“We are in the midst right now of maybe the greatest tectonic shift” in a generation – that’s how newly appointed co-CEO of Workday, Carl Eschenbach, kicked off Workday Rising EMEA in Barcelona last week.
“Technology is what is going to lead us into the future. If we do it correctly, technology will allow us to be more efficient, [plus] we’ll be able to adapt to change and we’ll able to build more fulfilling careers”.
Picking up on that careers point, Workday’s co-president Sayan Chakraborty shared: “Workday is fully committed to the future of work as skills-based”, not about credentials or traditional job profiles.
“To do that at scale, effectively, AI is really the only approach that’s tractable.”
He builds on this in an exclusive conversation with UNLEASH. Being skills focused will help solve the ongoing talent shortages that employers across the world are facing, as well as opening up the “possibility to give you not just a more diverse workforce, but a more socially equitable workforce”, notes Chakraborty.
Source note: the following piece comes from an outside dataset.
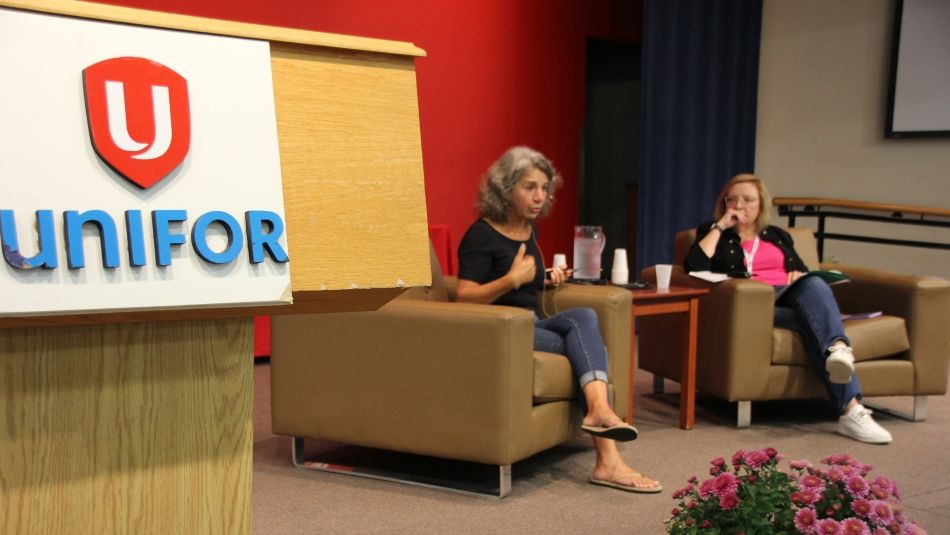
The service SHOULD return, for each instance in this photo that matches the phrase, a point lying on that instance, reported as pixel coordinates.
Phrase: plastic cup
(619, 274)
(663, 273)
Moving from credentials to skills
The Great Resignation might be over, but talent shortages continue to impact organizations across the world.
“We’re entering a period of talent scarcity,” Richard Doherty, senior director, product marketing, EMEA, for Workday, tells UNLEASH.
This is because of demographic trends.
“People are living longer, and birth rates are declining in developed nations. There’s going to be fewer workers, and I don’t think any organization is going to respond by having less work – throughout history, we just see the volume of work goes up.”
The labor shortage is “the real thorny topic of the moment”, adds Carolyn Horne, senior vice-president, EMEA strategic customer engagements at Workday.
She notes that the main issue is that “everyone is actually after the same skills, technology skills” – and this means that organizations, and HR teams in particular, really need to refocus their energy on skills.
But the issue is they don’t know what skills they need, “so how do they get ahead of the game?” – “that’s a real challenge for all our customers”, Horne tells UNLEASH.
The answer is becoming a skills-first organization – “you have to become a skills business” if you want to thrive in the future of work, says Horne.
This means moving away from the traditional job architecture, traditional job pathing – historically, “we have hired people who look like us, and have resumes like us”, but this narrows the talent pool.
“I see a lot of job descriptions…that [require] an undergraduate degree, but do you really need an undergraduate degree for that job?”, asks Chakraborty.
He adds that by adding this qualification requirement, organizations are saying no to a pool of highly skilled, incredibly qualified people who just haven’t taken the traditional career route.
It should be “more about the skills you’ve got, rather than what degree or experiences you have”, states Doherty.
But, he continues, “deploying skills-based strategies is not easy” – especially at scale – there is just so much data to deal with.
To help here, Workday has a few tools, including machine learning-powered Skills Cloud. Horne shares: “We’re helping customers with the skills taxonomy [so they] understand what they’re looking for”, and whether they can develop those skills in house, or need to hire externally.
Skills-first case studies: Accenture, Aviva and Rolls-Royce
There are a few companies that are really leading the way on being skills-first.
Horne and Doherty both picked out Accenture as a great example – the consulting giant has a whopping 750,000 employees globally, and it currently looks to hire 20% of new employees from a non-university background.
In a previous exclusive interview, Filip Gilbert, an Accenture managing director, told UNLEASH that Workday’s skills taxonomy has really helped the employer to produce personalized skills profiles and career paths at scale.
The skills profile, rather than job titles that don’t say much about people’s skills or capabilities, is then used to help Accenture identify the employees with the right skills for particular projects or open roles.
For Doherty, another example is car manufacturer Rolls-Royce; “Rolls-Royce are pretty far on the journey” around skills and technology. They are taking an experimentation approach around skills, but also more generally about AI.
Doherty recommends that other organizations do the same around AI and skills; try things out, “if it doesn’t work, it’s not the end of the world. You can learn form that. It is not wasted time”, if you wait to figure out the perfect approach, “you’ll get left behind”.
At Workday Rising EMEA 2023, UNLEASH had the pleasure of sitting with Dan Godfrey, group people operations and strategy director at Aviva.
Aviva was Workday’s first UK customer over a decade ago – and last year, the insurer took the opportunity to re-implement Workday as part of a wider company reconfiguration – Aviva did look at other vendors, but realized Workday was the best solution. “They’ve been brilliant [and] I don’t say that lightly,” shares Godfrey.
As part of the re-implementation, Aviva took the opportunity to rethink strategic workforce planning and career pathing across the organization.
The HR team has created job profiles and assigned skills to them – “so now we can look at the organization in relation to our skills investment”, “we can help move colleagues across the organization”, and show them how they can have a career at Aviva.
The next steps are to get those skills profiles fleshed out, leveraging the full power of Skills Cloud and its machine learning capabilities, as well as implement a talent marketplace.
“We want to drive a different conversation – this is why we are investing in our skills infrastructure”, and really taking the HR tech and transformation conversation to the wider business.